Coverage profiles and transcripts were visualized on the Saccharomyces genome using Artemis browser  or with a perl script embedding R commands that was used to plot the coverage.
Gene Ontology analysis was performed on the YeastMine database (http://yeastmine.yeastgenome.org/) considering the Biological Process ontology; GO category enrichment was calculated considering all the S. cerevisiae genes reported in the database.
Analysis of the RBS in ARO4promoter
The number of binding sites in the S. cerevisiae genomes analyzed was determined using PATMAN software  and allowing from 0 to 3 variable positions in the predicted sequence. Results are reported in Additional file 6: Figure S3.
Analysis of the N. castelliitranscriptome
RNA-seq reads were downloaded from GEO database (GSE58884) and aligned on the reference genome using PASS software v1.6 . The maximum distance allowed for “spliced reads” was 1 kb. Transcriptome reconstruction was performed using ORA with default parameters except the ratio between spliced and unspliced reads in intron identification that was increased to 0.65 to reduce false positives. Selected regions of the genome were visualized using Artemis  and are reported in Additional file 2: Figure S1.

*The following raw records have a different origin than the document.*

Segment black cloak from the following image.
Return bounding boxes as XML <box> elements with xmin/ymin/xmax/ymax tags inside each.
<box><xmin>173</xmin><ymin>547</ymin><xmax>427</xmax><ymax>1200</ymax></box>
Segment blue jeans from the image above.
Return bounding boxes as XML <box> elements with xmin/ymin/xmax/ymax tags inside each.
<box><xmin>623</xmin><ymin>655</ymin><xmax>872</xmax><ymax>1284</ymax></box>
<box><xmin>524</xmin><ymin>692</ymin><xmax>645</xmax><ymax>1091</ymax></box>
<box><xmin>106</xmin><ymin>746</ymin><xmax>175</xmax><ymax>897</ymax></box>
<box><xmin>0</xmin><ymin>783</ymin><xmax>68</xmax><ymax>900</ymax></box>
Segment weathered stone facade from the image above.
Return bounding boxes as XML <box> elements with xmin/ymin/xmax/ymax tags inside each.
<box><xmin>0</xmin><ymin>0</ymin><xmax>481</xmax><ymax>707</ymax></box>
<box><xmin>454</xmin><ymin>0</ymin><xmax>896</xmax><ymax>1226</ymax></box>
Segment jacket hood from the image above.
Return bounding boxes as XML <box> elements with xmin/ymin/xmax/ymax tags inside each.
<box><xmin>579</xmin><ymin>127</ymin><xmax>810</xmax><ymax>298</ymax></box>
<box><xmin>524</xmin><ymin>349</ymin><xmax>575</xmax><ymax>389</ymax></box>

The transcriptome assembly software ORA
ORA takes as input reads aligned on a reference genome using software like PASS , or TopHat  which is based on Bowtie for reads alignment . Only shotgun reads information is considered by ORA (and not paired-end reads) for two main reasons. The first reason is that generally in lower eukaryotes alternative splicing are absent or very rare and therefore the transcripts assembly process does not require the information of the paired-end reads. The second reason is that paired-end sequencing is not available for some of the sequencing methods recently introduced such as the proton and the ion-torrent , but these sequencers are becoming widespread for the low cost of both the instrument and the sequencing reagents.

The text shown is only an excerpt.